Nicolas Babin disruptive week about Artificial Intelligence – March 7th 2022

I am regularly asked to summarize my many posts. I thought it would be a good idea to publish on this blog, every Monday, some of the most relevant articles that I have already shared with you on my social networks. Today I will share some of the most relevant articles about Artificial Intelligence and in what form you can find it in today’s life. I will also comment on the articles.

On timesofindia.com: https://timesofindia.indiatimes.com/blogs/voices/artificial-intelligence-the-future-is-data-capture-not-machine-learning/

Artificial Intelligence: The future is data capture, not machine learning. Adoption of Artificial Intelligence (AI) has accelerated since the pandemic hit as the whole world moved towards digitization. A study by Oxford University and Yale University indicates that AI will outperform humans in many ways and will automate all human jobs in the next 120 years. By 2024, AI will be better than humans at translation, will write bestselling books by 2049, and will perform surgeries by 2053. Machine learning (ML), the proficiency of a machine to mimic human ability to accumulate knowledge and use it to drive insights, is generally considered the basis of AI.

On ZDNet.com: https://www.zdnet.com/article/a-call-to-bring-human-centered-design-to-artificial-intelligence/

A call to bring more human-centered design to artificial intelligence. Artificial intelligence shouldn’t have to be activated through a “big red button” that delivers opaque results that everyone hopes is the final word on a given question. Rather, it should be under some degree of control by humans in the loop who can get a sense of what the results are telling them. That’s the word from Ge Wang, associate professor at Stanford, who urges a human-centered design approach to AI applications and systems. In a recent webcast hosted by Stanford HAI (Human-Centered AI), Wang urges AI developers and designers to step back and consider the important role of humans in the loop. “We’re so far away from answers in AI, we don’t yet know most of the questions,” he points out. 

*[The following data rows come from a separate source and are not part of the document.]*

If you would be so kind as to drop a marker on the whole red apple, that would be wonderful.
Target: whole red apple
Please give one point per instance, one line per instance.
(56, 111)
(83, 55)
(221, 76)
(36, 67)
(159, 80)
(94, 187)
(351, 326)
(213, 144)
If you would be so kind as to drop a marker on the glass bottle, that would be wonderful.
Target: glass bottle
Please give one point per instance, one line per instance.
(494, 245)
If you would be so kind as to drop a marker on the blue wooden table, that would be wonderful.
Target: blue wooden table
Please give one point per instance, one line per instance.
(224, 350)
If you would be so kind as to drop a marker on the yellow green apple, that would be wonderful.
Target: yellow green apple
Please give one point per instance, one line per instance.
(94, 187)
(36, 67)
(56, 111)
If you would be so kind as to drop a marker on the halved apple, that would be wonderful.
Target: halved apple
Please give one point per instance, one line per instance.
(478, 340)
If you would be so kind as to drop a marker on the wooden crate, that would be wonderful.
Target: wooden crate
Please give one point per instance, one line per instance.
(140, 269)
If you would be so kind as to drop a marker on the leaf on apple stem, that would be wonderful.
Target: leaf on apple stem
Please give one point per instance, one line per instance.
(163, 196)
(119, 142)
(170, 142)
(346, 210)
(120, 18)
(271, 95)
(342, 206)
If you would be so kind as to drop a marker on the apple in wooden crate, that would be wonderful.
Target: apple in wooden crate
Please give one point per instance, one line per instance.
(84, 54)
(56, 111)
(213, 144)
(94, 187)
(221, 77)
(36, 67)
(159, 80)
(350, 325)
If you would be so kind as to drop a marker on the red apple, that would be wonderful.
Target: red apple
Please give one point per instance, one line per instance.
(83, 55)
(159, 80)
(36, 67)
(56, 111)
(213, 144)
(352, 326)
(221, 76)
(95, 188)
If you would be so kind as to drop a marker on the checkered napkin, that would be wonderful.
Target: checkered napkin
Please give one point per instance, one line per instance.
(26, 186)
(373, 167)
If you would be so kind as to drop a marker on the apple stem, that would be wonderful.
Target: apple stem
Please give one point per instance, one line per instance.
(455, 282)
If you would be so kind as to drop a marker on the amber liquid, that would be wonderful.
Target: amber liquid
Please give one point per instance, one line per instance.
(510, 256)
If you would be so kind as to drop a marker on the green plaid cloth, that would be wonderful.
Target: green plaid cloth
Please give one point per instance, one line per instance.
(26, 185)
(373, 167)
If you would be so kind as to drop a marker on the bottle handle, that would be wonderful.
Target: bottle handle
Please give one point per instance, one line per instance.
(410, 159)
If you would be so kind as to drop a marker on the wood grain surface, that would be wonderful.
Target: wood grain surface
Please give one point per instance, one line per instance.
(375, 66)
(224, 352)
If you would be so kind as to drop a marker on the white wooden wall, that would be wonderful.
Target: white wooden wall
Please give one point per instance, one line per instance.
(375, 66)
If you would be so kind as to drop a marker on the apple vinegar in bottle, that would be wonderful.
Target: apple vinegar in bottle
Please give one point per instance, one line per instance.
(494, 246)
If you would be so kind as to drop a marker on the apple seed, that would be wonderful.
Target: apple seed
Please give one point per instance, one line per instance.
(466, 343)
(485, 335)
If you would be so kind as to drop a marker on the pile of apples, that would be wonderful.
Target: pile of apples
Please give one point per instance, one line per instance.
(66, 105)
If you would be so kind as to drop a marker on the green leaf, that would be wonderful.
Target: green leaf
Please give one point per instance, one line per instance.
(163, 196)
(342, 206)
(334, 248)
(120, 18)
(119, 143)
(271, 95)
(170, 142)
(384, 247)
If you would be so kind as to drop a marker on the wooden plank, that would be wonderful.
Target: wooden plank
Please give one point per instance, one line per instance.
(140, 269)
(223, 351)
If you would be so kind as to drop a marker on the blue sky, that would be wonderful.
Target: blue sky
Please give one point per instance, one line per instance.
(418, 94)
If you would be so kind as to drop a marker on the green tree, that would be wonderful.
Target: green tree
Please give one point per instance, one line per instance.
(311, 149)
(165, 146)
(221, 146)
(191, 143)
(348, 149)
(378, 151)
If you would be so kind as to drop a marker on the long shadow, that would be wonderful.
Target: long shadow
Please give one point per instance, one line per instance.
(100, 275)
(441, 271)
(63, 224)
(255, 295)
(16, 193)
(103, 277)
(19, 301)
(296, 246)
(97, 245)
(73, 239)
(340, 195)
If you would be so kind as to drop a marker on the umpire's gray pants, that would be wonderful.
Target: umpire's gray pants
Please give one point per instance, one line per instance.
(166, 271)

On News.mit.edu: https://news.mit.edu/2022/machine-learning-biased-data-0221

Can machine-learning models overcome biased datasets? A model’s ability to generalize is influenced by both the diversity of the data and the way the model is trained, researchers report. Artificial intelligence systems may be able to complete tasks quickly, but that doesn’t mean they always do so fairly. If the datasets used to train machine-learning models contain biased data, it is likely the system could exhibit that same bias when it makes decisions in practice.

On Wionews.com: https://www.wionews.com/science/breakthrough-in-physics-artificial-intelligence-successfully-controls-plasma-in-nuclear-fusion-experiment-455165

‘Breakthrough in Physics’: Artificial Intelligence successfully controls plasma in nuclear fusion experiment. Scientists were successfully able to control plasma in nuclear fusion experiment by using artificial intelligence. Nuclear fusion comes from the fusing of two atoms at very high temperatures, which then release energy.

On dot.la: https://dot.la/creative-machines-ai-art-2656764050.html

Art Created By Artificial Intelligence Can’t Be Copyrighted, US Agency Rules. Computers can now write poems, paint portraits and produce music better than many humans. But when it comes to the realm of intellectual property law, artwork made by machines can’t receive copyright protection, a federal agency has decided.

On expresscomputer.in: https://www.expresscomputer.in/artificial-intelligence-ai/how-can-artificial-intelligence-help-the-insurance-sector-in-managing-risk/83886/

How can Artificial Intelligence help the insurance sector in managing risk? Insurers are leveraging AI to identify underwriting risks and optimize risk selection. Smart algorithms comb through industry databases to cull pertinent data on customers, efficiently segregating them into pre-decided pricing categories

On Itbrief.co.nz: https://itbrief.co.nz/story/rage-against-the-machine-can-an-ai-programme-be-an-inventor

Rage against the machine: Can an AI programme be an inventor? New Zealand has been caught by a global fight between humans and machines that might define intellectual property rights for the rest of the century. US-based physicist Dr Stephen Thaler is testing patent law around the world to see if his artificial intelligence inventor programme, “Device for the Autonomous Bootstrapping of Unified Sentience” (DABUS), could be considered an inventor. In 2018, Thaler lodged an application for two patents for a food container invented by DABUS with the European Patent Office and later filed an International Patent Application. To date, the only office to grant DABUS a patent was in South Africa. Applications in Europe, the United Kingdom and the United States had all been rejected, with Dr Thaler’s appeals also unsuccessful. It has also been also declined in Australia and New Zealand. The original Australian refusal was overturned by the Federal Court in 2021 which said that the country’s patent act had no specific provision excluding AI systems as inventors, there was no explicit part of patent law that required a human author, and that the term “inventor” must be allowed to evolve over time as technology develops. That decision has now been appealed and the decision is now awaited by local legal experts on both sides of the Tasman, given the similarities in both countries legal frameworks.